Итак, кто такой Джироламо, что сделало из юного студента калеку? Какими силами перенесен он сюда, в этот мир? В чём выражалась воля Провидения?..
Но даже ваш покорный слуга, бывший одним из первых логистов Университета, не смог собрать воедино осколки известных мне фактов!
Мало помалу я задремал и проснулся лишь под утро, когда гроза, перевалив-таки через горы, громыхала в отдалении, обещая ливень к полудню…
* * *
А между тем, время шло, и всё ближе и ближе был решающий поход…
К. И. Стивенс, магистр
******
… я с удивлением открыл глаза.
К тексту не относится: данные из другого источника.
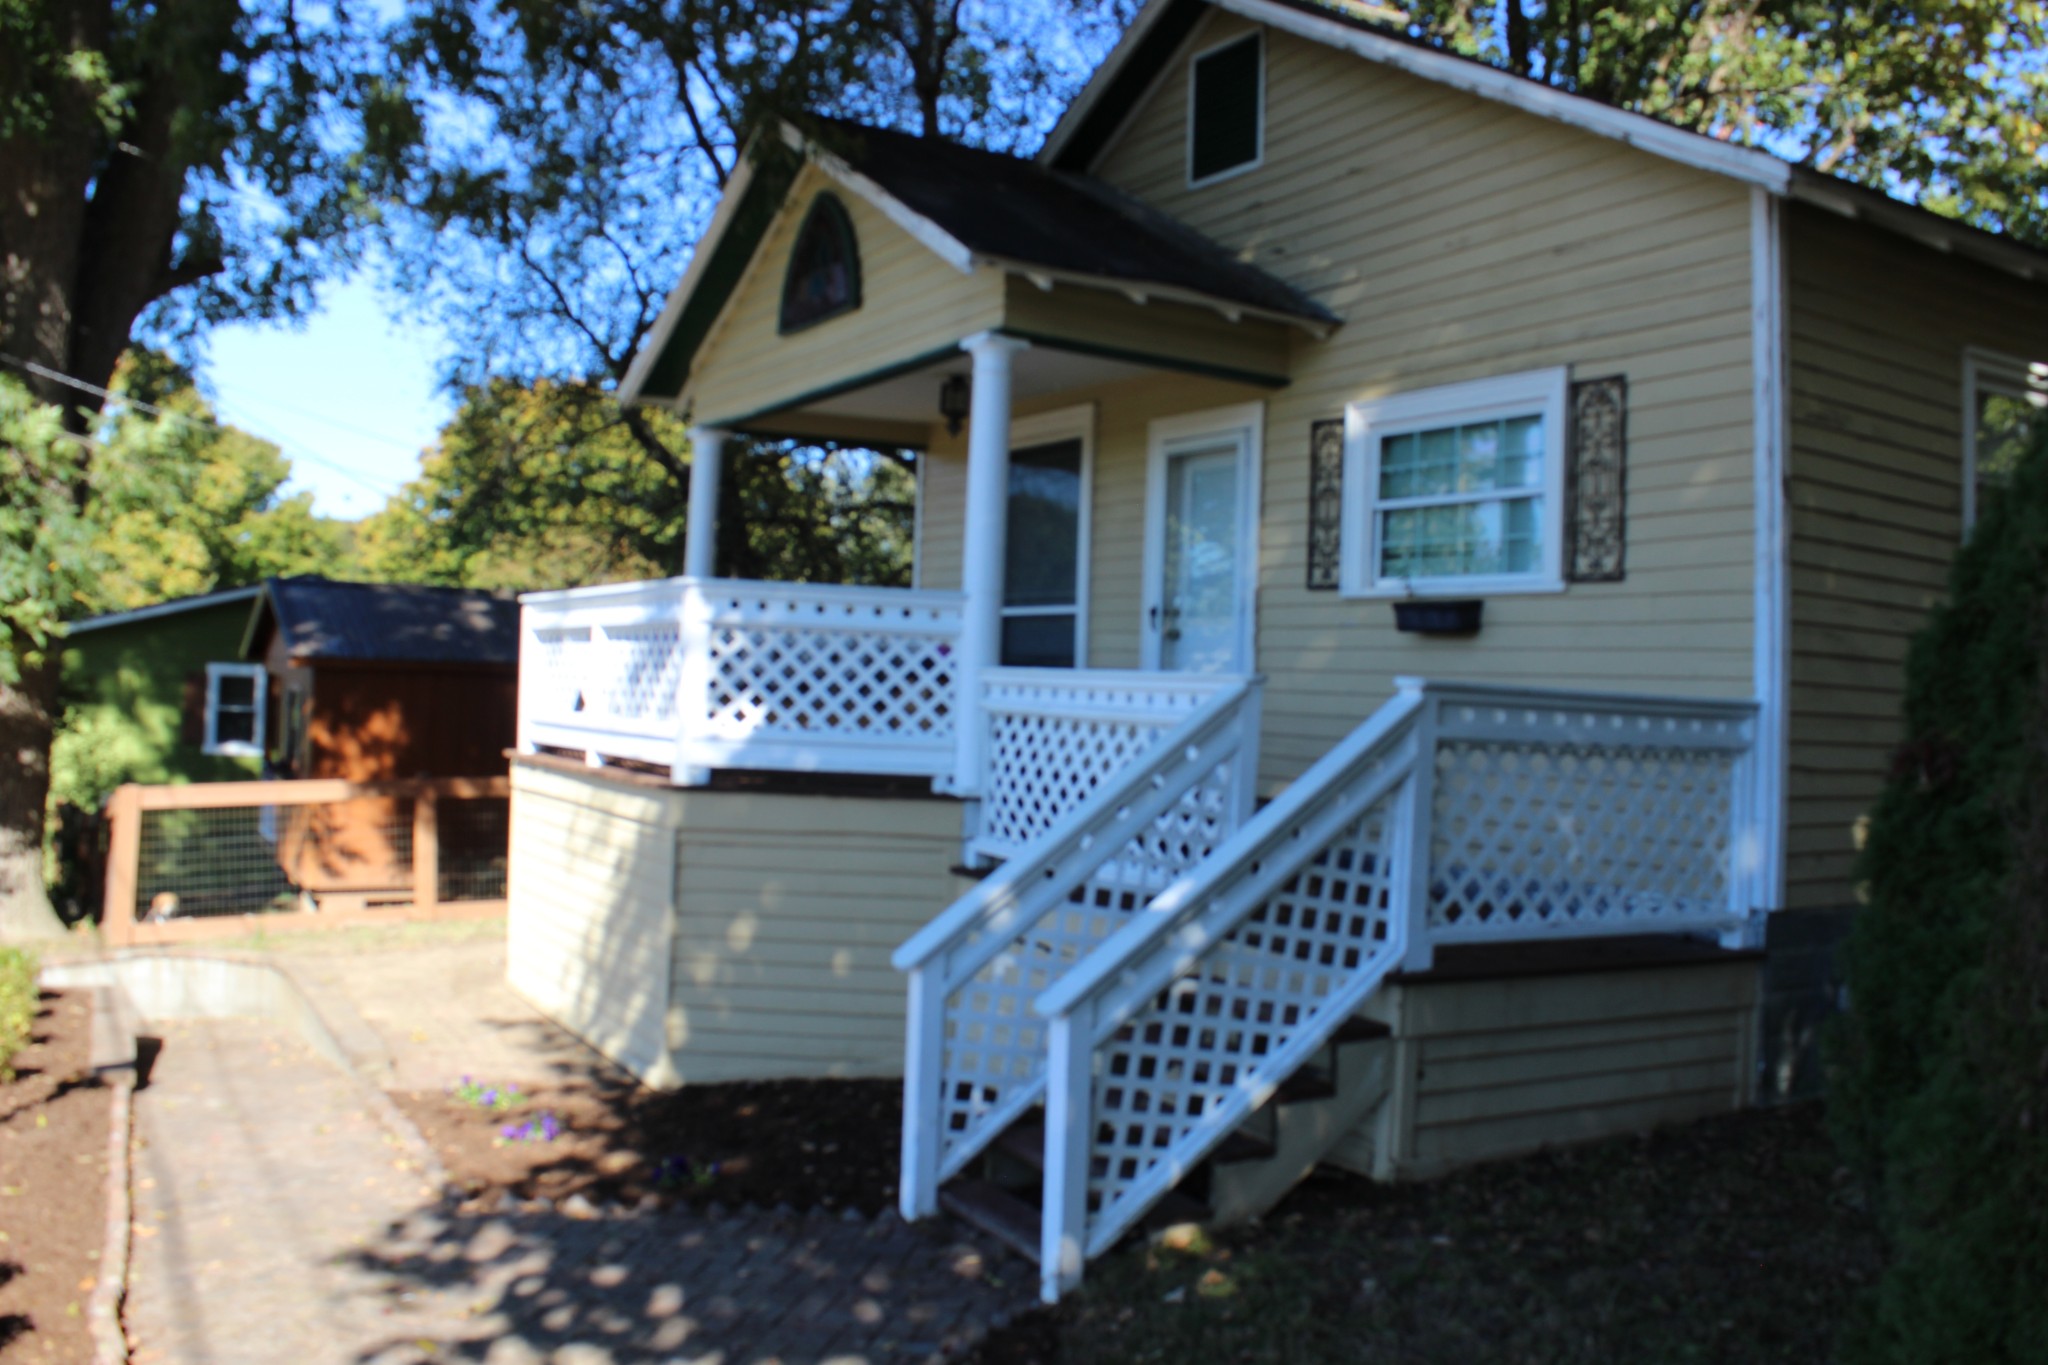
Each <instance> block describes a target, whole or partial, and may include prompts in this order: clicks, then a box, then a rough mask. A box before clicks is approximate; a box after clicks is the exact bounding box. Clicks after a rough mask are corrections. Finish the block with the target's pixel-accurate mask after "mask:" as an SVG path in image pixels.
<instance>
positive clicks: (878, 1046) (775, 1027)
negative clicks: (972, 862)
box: [668, 792, 961, 1083]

Надо же, задремал! С беспокойством я завертел головой, пытаясь определить, где же мы всё-таки едем. Ни черта не было видно сквозь заиндевевшие трамвайные стекла!
- Ленина. Следующая - площадь пятого года… - прохрипел репродуктор.
Неуклюжий пакет из бумаги крафт по-прежнему лежал у моих ног. Цела моя говяжья нога!
Сегодня к нам в лабораторию ворвалась Людмила и принесла на крыльях весть о том, что все желающие могут получить мясо без талонов, отбоярившись некоей символической суммой. Институтский люд не был избалован подобными подарками и суетливо вставал в очередь. Мы с Женькой как всегда прохлопали ушами, положившись на вечный "авось", но, как ни странно, промозглой говядины хватило и на нас.
Николай Васильевич, главный организатор благого деяния, а также главный и всеми уважаемый рубщик, выделил нам по здоровенному куску, предварительно взвесив его на весах, на которых обычно взвешивались так называемые "присадки" перед контрольными выплавками. Мы выклянчили в соседней лаборатории пару дырявых мешков из бумаги крафт дерьмового цвета и сложили туда наши трофеи.
На радостях мы организовали распитие спиртных напитков на рабочем месте в послерабочее время, ибо таковое уже давно настало. Подобное мероприятие привлекло достаточное количество желающих и стоило нам остатков медицинского спирта, чудом сохранившегося с предыдущего междусобойчика…
- Ничто не даётся нам так дёшево и не ценится нами так дорого, как хорошая пьянка! - громогласно провозгласил Евгений, когда, уже в первом часу ночи, мы притащились на трамвайную остановку. С мешками за спиной, - а иначе тащить их было неудобно, - мы напоминали парочку вороватых бомжей, дружно выписывающих кривые на промерзшей улице.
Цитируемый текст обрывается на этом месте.